Wireless networks that build themselves
Wireless sensors in embedded systems in devices from traffic lights to mobile phones, designed to create wireless communications networks automatically, could benefit a range of areas, including emergency management, security, helping vulnerable people to live independently, traffic control, warehouse management and environmental monitoring.
One scenario investigated by European researchers was a road-tunnel fire. With fixed communications destroyed and the tunnel full of smoke, emergency crews would normally struggle to locate the seat of the blaze and people trapped in the tunnel.
Wireless sensors could cut through the chaos by providing the incident control room with information on visibility, temperatures and the positions of vehicles and people. Firefighters inside the tunnel could then receive maps and instructions through handheld terminals or helmet-mounted displays.
For this vision to become reality, however, mobile devices have to be capable of forming self-organising wireless networks spanning a wide variety of communications technologies.
Developing software tools to make this possible was the task of the EU-funded RUNES (reconfigurable ubiquitous networked embedded systems) project.
Ad hoc mobile networks are different from the wireless computer networks in homes and offices.
Dr Lesley Hanna, a consultant and dissemination manager for RUNES, pointed out that without a human administrator, an ad hoc network must assemble itself from any devices that happen to be nearby and adapt as devices move in and out of wireless range.
Where office networks use powerful computers with separate routers, the building blocks of ad hoc mobile networks are low-power devices that must do their own wireless routing, forwarding signals from other devices that would otherwise be out of radio range.
A typical network could contain tens or even hundreds of embedded systems, ranging from handheld computers to motes: tiny units each equipped with a sensor, a microcontroller and a radio that can be scattered around an area to be monitored.

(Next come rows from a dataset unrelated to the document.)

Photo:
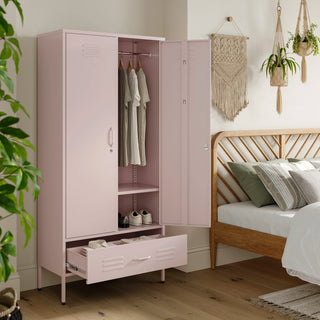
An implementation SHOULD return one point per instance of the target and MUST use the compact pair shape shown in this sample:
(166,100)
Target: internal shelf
(143,227)
(133,188)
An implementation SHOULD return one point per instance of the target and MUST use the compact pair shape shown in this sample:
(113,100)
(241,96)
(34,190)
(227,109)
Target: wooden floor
(218,294)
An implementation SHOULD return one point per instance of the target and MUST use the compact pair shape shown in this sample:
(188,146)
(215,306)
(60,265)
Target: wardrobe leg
(213,249)
(39,277)
(163,276)
(63,290)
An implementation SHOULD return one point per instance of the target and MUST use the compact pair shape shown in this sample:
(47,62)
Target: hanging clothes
(123,101)
(133,139)
(144,94)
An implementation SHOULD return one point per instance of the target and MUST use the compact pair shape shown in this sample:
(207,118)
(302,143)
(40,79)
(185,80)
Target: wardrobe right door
(185,86)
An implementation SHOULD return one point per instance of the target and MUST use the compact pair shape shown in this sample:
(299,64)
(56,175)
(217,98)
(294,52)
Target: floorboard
(220,294)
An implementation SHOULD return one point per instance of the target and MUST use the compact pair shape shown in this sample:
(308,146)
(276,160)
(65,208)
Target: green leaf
(7,238)
(9,249)
(7,146)
(7,268)
(7,188)
(26,143)
(10,31)
(24,181)
(7,80)
(6,51)
(8,121)
(14,132)
(15,42)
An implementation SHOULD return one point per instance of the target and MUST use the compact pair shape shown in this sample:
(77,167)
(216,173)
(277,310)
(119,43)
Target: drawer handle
(142,259)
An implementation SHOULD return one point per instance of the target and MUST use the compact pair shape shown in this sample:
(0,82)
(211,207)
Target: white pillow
(279,183)
(308,182)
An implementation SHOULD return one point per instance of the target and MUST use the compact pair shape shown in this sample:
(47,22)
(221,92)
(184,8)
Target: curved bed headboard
(254,146)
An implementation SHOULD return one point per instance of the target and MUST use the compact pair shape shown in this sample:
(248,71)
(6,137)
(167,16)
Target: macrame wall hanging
(229,72)
(279,78)
(303,47)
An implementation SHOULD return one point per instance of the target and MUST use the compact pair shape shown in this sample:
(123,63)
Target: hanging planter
(304,42)
(278,64)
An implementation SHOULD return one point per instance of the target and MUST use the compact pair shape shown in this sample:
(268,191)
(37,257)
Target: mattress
(268,219)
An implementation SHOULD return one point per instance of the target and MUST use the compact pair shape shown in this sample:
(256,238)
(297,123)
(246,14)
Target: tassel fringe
(279,101)
(304,70)
(230,98)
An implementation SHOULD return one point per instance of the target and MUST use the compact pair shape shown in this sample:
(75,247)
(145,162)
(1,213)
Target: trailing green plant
(310,38)
(16,172)
(279,60)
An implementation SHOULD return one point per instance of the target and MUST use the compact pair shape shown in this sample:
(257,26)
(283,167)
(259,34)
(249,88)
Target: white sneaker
(135,219)
(146,217)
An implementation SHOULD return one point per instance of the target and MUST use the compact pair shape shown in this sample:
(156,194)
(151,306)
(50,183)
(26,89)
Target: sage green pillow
(251,183)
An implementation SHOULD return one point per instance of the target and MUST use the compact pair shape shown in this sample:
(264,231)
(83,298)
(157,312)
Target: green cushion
(251,183)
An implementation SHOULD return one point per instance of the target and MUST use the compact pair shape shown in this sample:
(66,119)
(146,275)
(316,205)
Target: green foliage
(16,172)
(310,38)
(279,60)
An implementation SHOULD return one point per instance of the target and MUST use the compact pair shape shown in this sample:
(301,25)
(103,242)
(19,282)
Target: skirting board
(198,259)
(13,282)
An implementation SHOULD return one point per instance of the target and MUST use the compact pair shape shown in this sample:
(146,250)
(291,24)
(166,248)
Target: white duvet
(301,256)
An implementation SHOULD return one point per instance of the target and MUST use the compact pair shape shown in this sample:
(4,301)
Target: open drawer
(128,259)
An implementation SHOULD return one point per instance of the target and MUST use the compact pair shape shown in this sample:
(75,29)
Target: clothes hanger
(130,67)
(139,66)
(121,64)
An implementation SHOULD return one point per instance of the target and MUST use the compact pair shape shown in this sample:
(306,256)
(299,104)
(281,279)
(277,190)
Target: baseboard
(13,282)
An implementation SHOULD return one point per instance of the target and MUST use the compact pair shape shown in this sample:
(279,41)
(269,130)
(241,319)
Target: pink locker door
(91,134)
(185,185)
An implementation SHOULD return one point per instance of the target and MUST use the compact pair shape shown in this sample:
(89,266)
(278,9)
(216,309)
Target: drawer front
(134,258)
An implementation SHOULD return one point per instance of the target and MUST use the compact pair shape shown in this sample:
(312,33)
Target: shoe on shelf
(123,222)
(135,219)
(146,217)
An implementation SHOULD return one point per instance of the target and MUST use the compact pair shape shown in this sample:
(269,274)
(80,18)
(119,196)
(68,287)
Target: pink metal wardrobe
(83,188)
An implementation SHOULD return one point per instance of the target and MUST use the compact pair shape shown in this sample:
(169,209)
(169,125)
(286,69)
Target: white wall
(257,19)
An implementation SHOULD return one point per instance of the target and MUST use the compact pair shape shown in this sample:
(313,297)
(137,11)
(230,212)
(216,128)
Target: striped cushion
(280,185)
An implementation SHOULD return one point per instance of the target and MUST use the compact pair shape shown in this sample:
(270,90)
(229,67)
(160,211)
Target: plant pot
(304,49)
(276,80)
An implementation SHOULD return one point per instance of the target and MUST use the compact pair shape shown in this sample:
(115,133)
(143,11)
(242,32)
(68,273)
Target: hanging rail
(135,53)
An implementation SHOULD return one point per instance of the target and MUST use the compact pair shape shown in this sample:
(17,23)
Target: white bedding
(268,219)
(301,255)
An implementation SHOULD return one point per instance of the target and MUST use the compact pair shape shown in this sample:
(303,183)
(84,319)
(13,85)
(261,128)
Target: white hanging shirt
(133,139)
(144,94)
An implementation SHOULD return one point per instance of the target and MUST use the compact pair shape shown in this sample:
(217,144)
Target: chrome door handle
(110,137)
(142,259)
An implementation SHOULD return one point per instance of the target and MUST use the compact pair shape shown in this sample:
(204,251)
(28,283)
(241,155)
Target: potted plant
(305,44)
(16,172)
(277,66)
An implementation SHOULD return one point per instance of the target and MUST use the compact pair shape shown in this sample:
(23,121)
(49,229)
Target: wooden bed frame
(251,146)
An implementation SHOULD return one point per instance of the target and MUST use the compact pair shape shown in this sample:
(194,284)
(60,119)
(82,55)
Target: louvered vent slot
(114,263)
(165,254)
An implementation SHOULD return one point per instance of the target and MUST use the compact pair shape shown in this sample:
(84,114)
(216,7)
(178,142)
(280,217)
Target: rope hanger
(229,19)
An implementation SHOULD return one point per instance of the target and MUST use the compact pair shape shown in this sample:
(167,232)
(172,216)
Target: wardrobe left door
(91,125)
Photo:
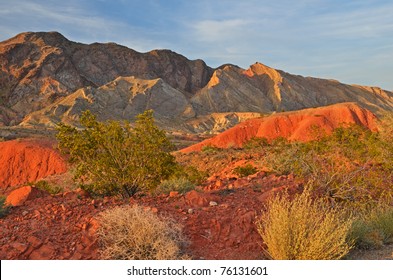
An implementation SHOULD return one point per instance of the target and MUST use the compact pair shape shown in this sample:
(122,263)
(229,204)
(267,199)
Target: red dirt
(294,126)
(23,161)
(62,226)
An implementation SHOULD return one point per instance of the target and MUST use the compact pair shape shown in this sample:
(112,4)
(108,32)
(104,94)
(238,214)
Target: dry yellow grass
(131,233)
(304,229)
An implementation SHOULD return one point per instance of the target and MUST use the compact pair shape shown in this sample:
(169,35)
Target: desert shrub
(116,158)
(179,184)
(351,165)
(243,171)
(374,228)
(131,233)
(46,186)
(4,209)
(304,229)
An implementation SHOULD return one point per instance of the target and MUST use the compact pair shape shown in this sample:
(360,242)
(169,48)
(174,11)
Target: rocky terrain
(27,161)
(303,125)
(45,78)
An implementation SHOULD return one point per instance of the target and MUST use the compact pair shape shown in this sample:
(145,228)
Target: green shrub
(304,229)
(352,165)
(116,158)
(4,210)
(374,228)
(131,233)
(244,171)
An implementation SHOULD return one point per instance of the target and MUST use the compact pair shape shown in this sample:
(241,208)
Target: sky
(350,41)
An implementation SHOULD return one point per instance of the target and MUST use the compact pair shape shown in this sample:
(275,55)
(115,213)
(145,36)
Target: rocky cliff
(45,78)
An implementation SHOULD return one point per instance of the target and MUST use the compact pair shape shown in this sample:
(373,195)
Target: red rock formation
(21,195)
(23,161)
(294,126)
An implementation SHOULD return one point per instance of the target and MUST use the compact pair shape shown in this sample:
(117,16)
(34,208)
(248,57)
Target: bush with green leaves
(351,165)
(304,228)
(117,158)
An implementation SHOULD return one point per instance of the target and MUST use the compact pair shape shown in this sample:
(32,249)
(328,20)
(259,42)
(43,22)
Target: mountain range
(46,78)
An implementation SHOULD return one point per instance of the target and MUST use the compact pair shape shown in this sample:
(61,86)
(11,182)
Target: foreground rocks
(28,160)
(220,224)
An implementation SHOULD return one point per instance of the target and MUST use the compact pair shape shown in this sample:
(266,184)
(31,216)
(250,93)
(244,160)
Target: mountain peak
(258,69)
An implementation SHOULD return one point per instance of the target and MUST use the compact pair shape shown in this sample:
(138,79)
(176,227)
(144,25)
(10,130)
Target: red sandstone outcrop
(24,161)
(294,126)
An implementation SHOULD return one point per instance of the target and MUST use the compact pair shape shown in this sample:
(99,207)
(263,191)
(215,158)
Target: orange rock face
(23,161)
(21,195)
(294,126)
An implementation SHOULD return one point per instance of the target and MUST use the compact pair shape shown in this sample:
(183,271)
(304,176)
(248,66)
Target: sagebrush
(304,228)
(132,233)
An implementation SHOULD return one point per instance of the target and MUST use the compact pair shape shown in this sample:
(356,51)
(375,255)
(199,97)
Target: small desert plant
(179,184)
(374,228)
(4,209)
(46,186)
(118,158)
(131,233)
(243,171)
(304,229)
(352,165)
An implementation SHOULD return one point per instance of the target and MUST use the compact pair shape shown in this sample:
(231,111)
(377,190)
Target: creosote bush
(131,233)
(118,158)
(352,165)
(304,228)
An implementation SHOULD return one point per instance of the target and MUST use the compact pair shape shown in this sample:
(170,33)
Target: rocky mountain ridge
(45,78)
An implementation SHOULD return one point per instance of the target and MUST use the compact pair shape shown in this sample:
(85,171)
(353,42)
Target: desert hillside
(45,78)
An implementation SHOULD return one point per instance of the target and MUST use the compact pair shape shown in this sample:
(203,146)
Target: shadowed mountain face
(38,69)
(45,78)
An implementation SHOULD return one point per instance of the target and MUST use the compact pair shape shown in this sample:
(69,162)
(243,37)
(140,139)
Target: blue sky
(351,41)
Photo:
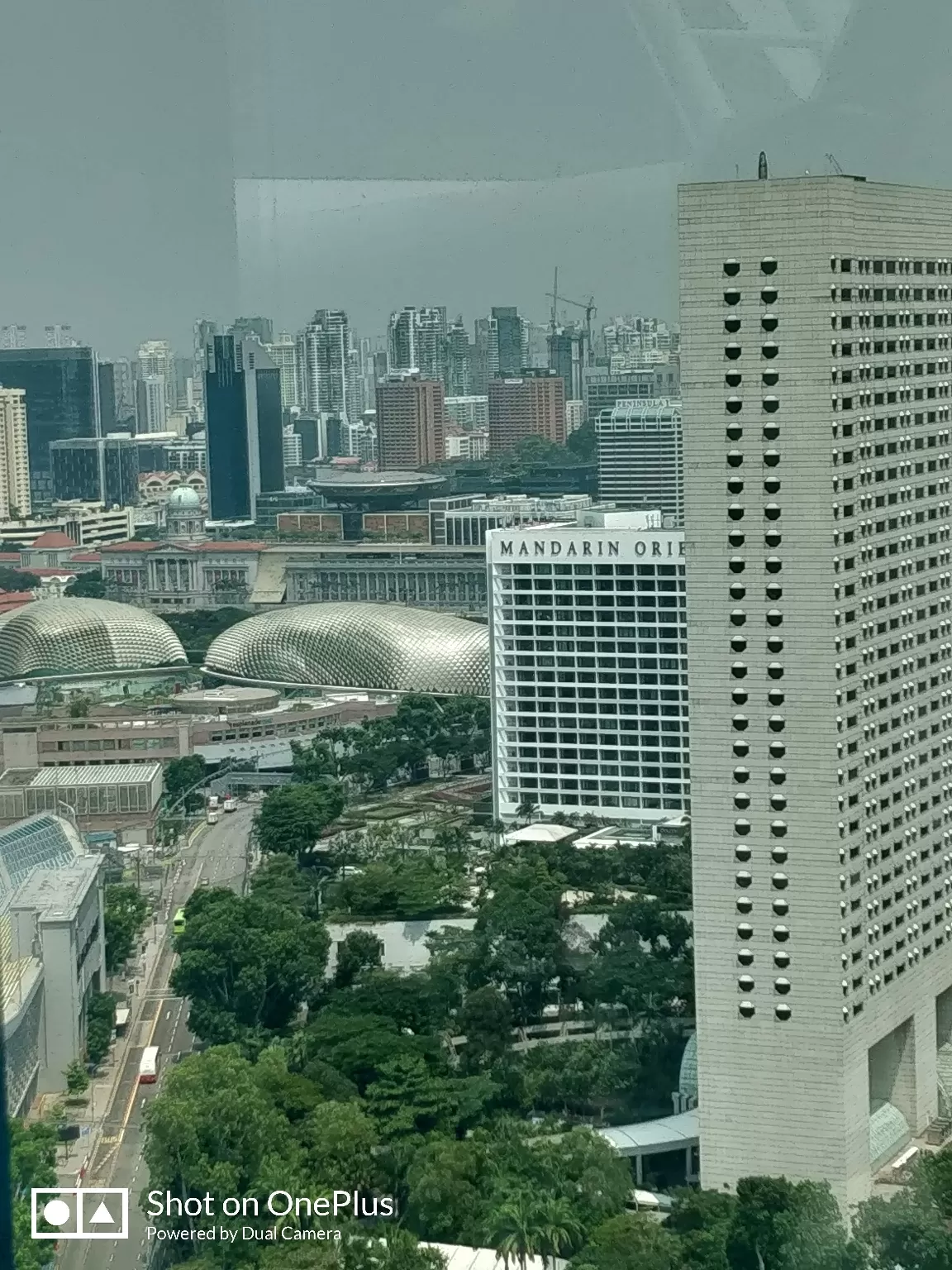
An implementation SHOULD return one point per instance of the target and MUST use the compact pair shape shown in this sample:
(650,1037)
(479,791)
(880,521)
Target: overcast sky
(123,123)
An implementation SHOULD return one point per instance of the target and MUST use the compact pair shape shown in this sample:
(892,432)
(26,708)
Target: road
(220,857)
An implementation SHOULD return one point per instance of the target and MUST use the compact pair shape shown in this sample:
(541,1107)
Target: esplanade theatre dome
(84,637)
(376,647)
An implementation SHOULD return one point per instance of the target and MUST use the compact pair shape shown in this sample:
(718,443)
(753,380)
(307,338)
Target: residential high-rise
(531,405)
(816,332)
(324,362)
(14,455)
(412,422)
(151,404)
(640,460)
(283,353)
(13,337)
(155,357)
(243,429)
(588,639)
(63,400)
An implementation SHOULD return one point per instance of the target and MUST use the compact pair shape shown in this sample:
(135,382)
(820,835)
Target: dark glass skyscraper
(243,429)
(63,402)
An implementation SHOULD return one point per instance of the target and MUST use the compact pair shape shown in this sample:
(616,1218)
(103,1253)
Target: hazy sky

Other devices could be mounted at fixed points, carried by robots or worn as smart clothing or body area networks.
Wireless standards are not the issue: most mobile devices use common protocols, such as GSM, Wi-Fi, Bluetooth and ZigBee. The real challenge, according to Hanna, is to build self-managing networks that work reliably on a large scale, with a variety of operating systems and low power consumption.
The EU-funded RUNES sets out to create middleware, software that could bridge the gap between the operating systems used by the mobile sensor nodes and high-level applications that make use of data from the sensors.
The software was made to be modular and flexible, so as to allow programmers to create applications without having to know much about the detailed working of the network devices supplying the data.
This also makes it easy to incorporate new kinds of mobile device, and to re-use applications.
Interoperability was another challenge, partly because embedded systems are so varied. At one end of the spectrum are powerful environments, such as Java, while at the other are simple systems designed for wireless sensors. For devices with small memories, RUNES developed middleware modules that can be uploaded, used to carry out specific tasks and then overwritten.
Project partners also worked on an operating system and a simulator. Contiki is an open-source operating system designed for networked, embedded systems with small amounts of memory.
Simics, a simulator allowing large networks to be tested in ways that are impractical with real hardware, is commercially available from project partner Virtutech.
The tunnel-fire scenario was valuable in demonstrating what networks of this kind can achieve. Using real sensor nodes, routers, gateways and robots developed during the project, a demonstration set-up showed how, for instance, a robot router can manoeuvre itself to cover a gap in the network’s wireless coverage.
“A lot of people have been looking at embedded systems networking, but so far there has been a reluctance to take the plunge commercially,” says Hanna.
“RUNES’ open-source model is an excellent way to stimulate progress, and it should generate plenty of consultancy work for the academic partners.”